By Norman Lebrecht on September 20, 2019

Andrey Gugnin plays Shostakovich' Preludes & Piano Sonatas
Andrey Gugnin plays Shostakovich’ Preludes & Piano Sonatas

Shostakovich: Preludes & Piano Sonatas (Hyperion)

★★★★★

🎧 Apple Music | Amazon | Hyperion

If I listen one more time to Andrey Gugnin playing DSCH I shall probably be locked up for my own safety, at least until after Brexit. But it’s going to happen. Like Brexit, I can’t stop it.

The music on this compelling album comes from recesses of the composer’s soul, written at times when he was more troubled by personal issues than political.

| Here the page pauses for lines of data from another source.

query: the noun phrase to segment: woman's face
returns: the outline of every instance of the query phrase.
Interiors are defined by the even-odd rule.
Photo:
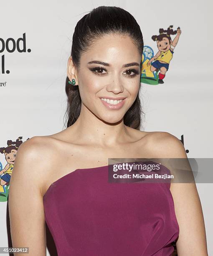
[[[83,107],[107,123],[122,120],[137,96],[141,58],[129,36],[107,35],[96,41],[81,55],[75,73]]]

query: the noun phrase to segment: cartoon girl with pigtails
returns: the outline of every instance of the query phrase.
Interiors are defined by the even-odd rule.
[[[163,84],[163,79],[165,77],[165,74],[169,69],[169,65],[172,59],[174,53],[174,49],[178,44],[181,31],[179,27],[177,30],[173,31],[172,29],[173,26],[170,26],[167,29],[164,30],[163,28],[159,29],[160,35],[152,36],[152,39],[154,41],[157,41],[157,46],[159,51],[147,62],[147,65],[151,65],[150,70],[153,72],[157,72],[160,70],[160,73],[158,74],[158,83]],[[164,33],[164,32],[166,32]],[[170,35],[177,34],[173,41],[170,36]],[[155,61],[152,62],[153,61]]]
[[[0,171],[0,185],[1,186],[8,185],[10,183],[16,152],[19,146],[23,143],[22,139],[22,137],[20,136],[18,138],[16,141],[8,140],[7,147],[0,148],[0,153],[5,154],[5,159],[8,163],[5,168]],[[2,174],[3,175],[1,176]]]

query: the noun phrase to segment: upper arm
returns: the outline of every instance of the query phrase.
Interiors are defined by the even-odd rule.
[[[19,147],[8,196],[13,246],[28,247],[33,256],[46,255],[46,250],[42,175],[47,166],[39,139],[33,137]]]
[[[175,46],[174,46],[173,44],[172,44],[171,45],[171,46],[170,46],[170,49],[172,51],[174,51],[174,49],[175,49]]]
[[[158,51],[157,53],[155,56],[155,58],[157,58],[159,57],[160,55],[160,51]]]
[[[160,136],[162,158],[187,158],[180,140],[168,133]],[[180,228],[178,256],[208,256],[204,221],[195,182],[171,183],[170,190]]]

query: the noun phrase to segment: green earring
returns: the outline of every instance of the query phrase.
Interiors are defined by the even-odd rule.
[[[72,79],[72,82],[70,82],[70,81],[69,80],[68,81],[68,82],[69,83],[69,84],[70,84],[72,85],[75,85],[75,84],[76,84],[76,81],[74,78]]]

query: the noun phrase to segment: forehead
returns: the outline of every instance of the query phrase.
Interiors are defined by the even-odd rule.
[[[167,38],[166,37],[164,37],[163,39],[161,40],[161,41],[157,41],[157,44],[160,44],[161,42],[164,43],[165,42],[169,42],[169,38]]]
[[[95,59],[120,65],[140,59],[138,48],[129,36],[110,34],[93,42],[81,55],[81,61],[87,63]]]

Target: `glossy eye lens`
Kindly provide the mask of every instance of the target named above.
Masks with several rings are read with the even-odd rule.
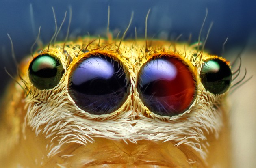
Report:
[[[232,81],[232,73],[228,65],[217,58],[205,62],[200,77],[205,89],[215,94],[227,91]]]
[[[35,58],[29,66],[28,71],[31,82],[40,90],[53,88],[64,73],[59,62],[48,55]]]
[[[75,66],[69,90],[76,104],[93,114],[110,113],[119,108],[130,87],[123,67],[102,54],[91,56]]]
[[[188,67],[178,58],[162,57],[142,67],[138,89],[141,99],[153,112],[178,115],[193,103],[195,86]]]

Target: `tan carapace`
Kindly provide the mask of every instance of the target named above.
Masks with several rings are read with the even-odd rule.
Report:
[[[8,88],[1,107],[0,167],[230,167],[226,101],[230,86],[213,93],[200,76],[208,69],[206,66],[202,71],[209,60],[219,60],[228,67],[228,62],[198,50],[197,45],[156,40],[146,44],[145,39],[132,39],[119,45],[111,38],[94,39],[67,41],[64,48],[63,43],[50,45],[21,63],[20,76]],[[39,65],[33,67],[37,57],[46,56],[48,62],[39,61]],[[107,64],[118,63],[127,84],[123,99],[100,114],[93,108],[85,110],[80,93],[75,96],[72,90],[76,69],[83,67],[78,65],[95,56],[105,57],[105,62],[109,58]],[[194,88],[192,98],[178,98],[182,104],[187,102],[182,111],[172,113],[154,108],[162,104],[148,103],[151,99],[143,97],[141,86],[147,80],[143,69],[153,68],[147,64],[163,58],[161,61],[167,60],[169,66],[169,60],[164,58],[169,58],[184,65]],[[55,68],[51,61],[58,66],[57,82],[41,86],[31,71]],[[156,95],[150,96],[154,99]]]

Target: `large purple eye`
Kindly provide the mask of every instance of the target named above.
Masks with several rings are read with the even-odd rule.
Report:
[[[163,56],[152,60],[139,74],[138,90],[152,112],[162,116],[178,115],[193,103],[196,90],[193,75],[179,59]]]
[[[99,54],[86,58],[74,68],[69,91],[85,111],[93,114],[110,113],[127,98],[130,83],[117,61]]]

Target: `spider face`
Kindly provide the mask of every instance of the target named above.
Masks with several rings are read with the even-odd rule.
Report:
[[[184,43],[92,41],[67,42],[64,50],[56,43],[22,64],[26,93],[13,86],[11,110],[19,112],[6,115],[18,128],[9,138],[19,143],[8,150],[30,156],[8,159],[28,166],[228,165],[228,62]]]

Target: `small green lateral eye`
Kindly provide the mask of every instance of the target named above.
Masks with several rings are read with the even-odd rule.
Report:
[[[59,83],[64,69],[59,60],[49,55],[35,58],[28,68],[29,79],[40,90],[53,88]]]
[[[232,81],[232,73],[229,66],[217,58],[205,62],[201,70],[200,77],[206,90],[215,94],[225,93]]]

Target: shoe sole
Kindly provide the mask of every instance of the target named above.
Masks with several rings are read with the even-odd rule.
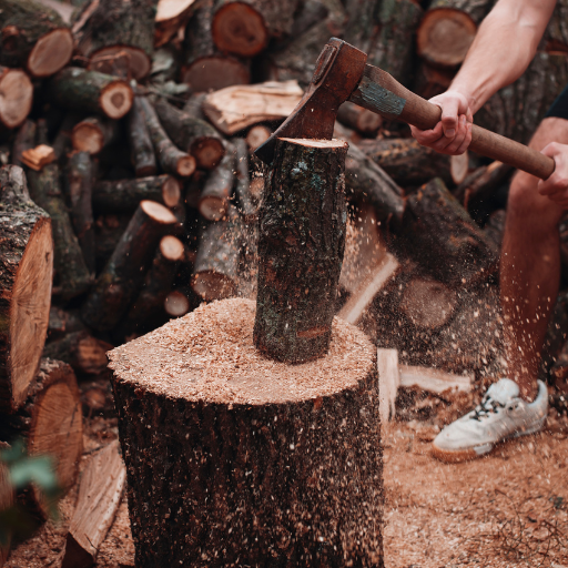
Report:
[[[521,436],[529,436],[530,434],[536,434],[540,432],[545,426],[546,417],[542,420],[537,422],[530,428],[526,430],[519,430],[513,433],[507,438],[503,439],[501,443],[508,442],[510,439],[520,438]],[[475,447],[467,449],[443,449],[435,444],[432,444],[432,455],[439,459],[440,462],[445,462],[446,464],[459,464],[462,462],[471,462],[473,459],[477,459],[480,457],[488,456],[499,444],[496,442],[495,444],[484,444],[483,446],[477,446],[480,450],[476,450]],[[484,447],[486,446],[487,449]]]

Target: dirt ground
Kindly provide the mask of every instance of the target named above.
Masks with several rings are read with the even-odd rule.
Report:
[[[459,465],[430,456],[437,430],[412,420],[384,434],[386,568],[568,568],[568,417],[552,410],[545,433]],[[116,435],[114,418],[87,419],[83,465]],[[13,549],[7,568],[59,568],[75,497],[77,487],[60,521]],[[134,566],[125,500],[95,566]]]

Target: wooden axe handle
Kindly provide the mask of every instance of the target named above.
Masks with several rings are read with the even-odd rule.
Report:
[[[351,101],[388,119],[397,119],[422,130],[433,129],[442,109],[404,88],[387,72],[366,65]],[[474,124],[469,148],[478,154],[513,165],[542,180],[555,171],[555,161],[531,148]]]

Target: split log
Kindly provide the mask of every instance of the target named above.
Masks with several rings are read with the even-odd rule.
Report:
[[[497,267],[493,243],[438,178],[406,199],[408,256],[452,287],[485,282]]]
[[[225,155],[223,139],[209,123],[159,98],[155,111],[172,142],[195,158],[197,168],[213,170]]]
[[[336,320],[275,363],[253,321],[215,302],[110,354],[136,566],[382,566],[375,347]]]
[[[14,129],[31,111],[33,85],[22,70],[0,67],[0,124]]]
[[[71,143],[80,152],[98,154],[105,145],[114,141],[118,134],[116,121],[89,116],[73,126]]]
[[[112,345],[83,329],[48,343],[43,356],[69,363],[79,375],[100,375],[106,368],[109,349],[112,349]]]
[[[144,331],[146,322],[154,322],[163,313],[164,301],[171,291],[178,264],[183,261],[183,243],[172,235],[160,241],[152,266],[144,277],[144,284],[120,325],[123,336],[138,335]]]
[[[226,219],[211,223],[201,234],[191,287],[205,302],[236,295],[242,219],[231,207]]]
[[[58,293],[65,300],[78,296],[91,285],[91,276],[63,200],[58,164],[29,171],[28,182],[32,200],[51,216]]]
[[[155,175],[155,154],[146,120],[140,104],[140,97],[134,97],[132,110],[128,116],[130,153],[136,178]]]
[[[95,245],[92,194],[94,166],[88,152],[69,155],[65,172],[65,193],[71,203],[71,221],[83,253],[84,263],[91,274],[95,270]]]
[[[160,124],[154,108],[145,97],[141,97],[139,103],[144,113],[148,133],[162,170],[165,173],[189,178],[195,171],[195,159],[175,148]]]
[[[235,149],[235,194],[239,197],[239,211],[245,222],[251,222],[258,214],[260,200],[251,192],[247,142],[242,138],[234,138],[232,144]]]
[[[422,185],[433,178],[453,181],[449,156],[422,146],[413,138],[365,140],[359,148],[403,187]]]
[[[134,98],[130,85],[115,77],[70,67],[50,81],[53,101],[64,109],[122,119]]]
[[[179,30],[185,28],[195,10],[195,0],[159,0],[155,12],[154,48],[170,42]]]
[[[0,436],[21,437],[32,456],[51,456],[60,487],[70,489],[83,450],[83,416],[73,369],[60,361],[42,359],[23,406],[0,419]],[[44,519],[55,505],[36,485],[26,498],[30,509]]]
[[[118,442],[90,459],[81,476],[61,568],[94,566],[99,547],[119,509],[125,480],[126,469]]]
[[[215,47],[211,32],[213,3],[214,0],[202,1],[185,29],[181,80],[193,92],[251,82],[250,62]]]
[[[254,344],[270,357],[300,363],[329,347],[345,246],[346,154],[337,140],[276,143],[258,214],[254,325]]]
[[[366,136],[375,136],[383,124],[383,118],[376,112],[358,106],[357,104],[346,101],[337,111],[337,120],[356,130],[359,134]]]
[[[73,34],[89,69],[113,72],[113,59],[126,55],[128,73],[135,80],[150,73],[154,50],[155,0],[90,0],[77,13]]]
[[[493,0],[433,0],[416,32],[418,55],[446,68],[459,65]]]
[[[286,119],[303,94],[296,81],[227,87],[205,98],[203,112],[216,129],[233,135],[258,122]]]
[[[226,143],[221,163],[209,174],[200,196],[199,210],[207,221],[219,221],[229,211],[229,201],[235,183],[235,149]]]
[[[53,270],[51,221],[30,200],[16,165],[0,169],[0,408],[10,413],[26,400],[38,371]]]
[[[102,181],[94,185],[93,207],[105,213],[123,213],[134,211],[144,200],[175,207],[180,197],[180,182],[169,174],[116,182]]]
[[[216,0],[211,22],[213,41],[220,51],[252,58],[271,38],[292,31],[297,0]]]
[[[475,122],[528,144],[540,121],[568,82],[565,54],[537,53],[513,84],[497,91],[475,115]]]
[[[73,36],[61,17],[33,0],[0,1],[0,63],[26,68],[36,78],[63,69],[73,53]]]
[[[140,203],[81,308],[87,325],[103,332],[120,322],[140,291],[163,232],[176,222],[160,203]]]
[[[400,224],[405,209],[403,190],[355,144],[349,144],[347,150],[345,186],[348,196],[375,207],[378,222]]]

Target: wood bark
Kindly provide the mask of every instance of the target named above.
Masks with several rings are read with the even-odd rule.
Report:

Aged 21, his percussive first piano sonata of 1927 runs alongside his second symphony and has much in common with Bartok’s sonata of 1926, though also with Alban Berg’s.

The second sonata, written in the middle of the second world war, is a kind of epitaph for Shostakovich’s piano teacher, who had just died. In between, Gugnin plays the astonishing 24 preludes of 1932-33, a series so introspective it amounts almost to a man talking to himself in the mirror. Bach is the obvious model as he would be 20 years later for the Preludes and Fugues Op 87 and yet this untravelled, Soviet-enclosed composer is drawn to a wider range of cultures. The 5th prelude sounds like a Vaughan Williams pastoral, the 7th like Kurt Weill on black coffee.

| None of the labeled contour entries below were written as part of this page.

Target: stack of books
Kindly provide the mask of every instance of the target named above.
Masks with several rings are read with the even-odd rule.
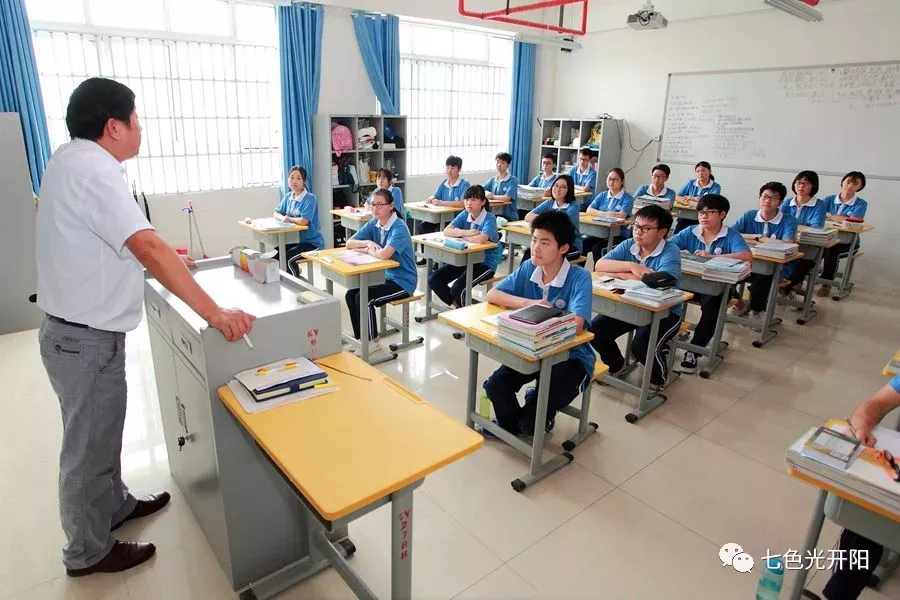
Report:
[[[531,309],[545,309],[547,314],[555,314],[540,322],[526,322],[518,317],[525,316],[530,321],[542,319],[533,315]],[[529,311],[529,312],[525,312]],[[497,341],[501,346],[520,352],[530,358],[540,358],[556,348],[572,341],[576,336],[577,322],[574,313],[563,313],[543,306],[530,306],[522,310],[501,314],[497,317]]]
[[[697,256],[696,254],[681,255],[681,272],[690,273],[691,275],[703,275],[703,265],[711,259],[708,256]]]
[[[900,433],[877,426],[877,450],[900,456]],[[860,454],[846,421],[831,419],[813,427],[785,453],[789,468],[824,481],[891,513],[900,513],[900,484],[868,452]],[[816,449],[818,448],[818,449]],[[849,460],[844,457],[849,455]]]
[[[544,197],[544,192],[546,191],[544,188],[519,184],[519,198],[523,200],[540,200]]]
[[[800,246],[793,242],[778,242],[774,240],[763,242],[762,244],[753,247],[754,256],[762,256],[765,258],[785,259],[797,254],[799,251]]]
[[[622,298],[644,306],[661,308],[676,303],[684,296],[684,292],[676,288],[656,289],[641,284],[626,290]]]
[[[308,358],[289,358],[241,371],[234,376],[256,402],[331,387],[328,373]]]
[[[811,246],[827,246],[832,240],[837,240],[837,237],[838,232],[834,229],[807,227],[797,236],[797,241]]]
[[[703,263],[703,279],[738,283],[750,276],[752,265],[736,258],[714,256]]]
[[[666,210],[672,210],[673,201],[668,198],[657,198],[656,196],[638,196],[634,199],[634,210],[638,210],[639,208],[643,208],[645,206],[659,206],[660,208],[664,208]]]

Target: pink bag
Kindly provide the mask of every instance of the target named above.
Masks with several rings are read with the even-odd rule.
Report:
[[[347,150],[353,150],[353,135],[346,125],[335,125],[331,128],[331,148],[338,156]]]

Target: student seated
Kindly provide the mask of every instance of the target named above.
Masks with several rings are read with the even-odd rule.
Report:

Gugnin, a young Russian who won a piano competition in Sydney, Australia, plays at times maddeningly fast, just to show he can. But amid the helter-skelter there are moments of tender and profound contemplation that I need to hear again and again.

The Hyperion record label had its first hit many years ago with Tatiana Nikolayeva’s immersive account of the Preludes and Figures Op 87. To all who know that epic album, I need only say that this recording comes close, very close. Almost to the edge of elsewhere.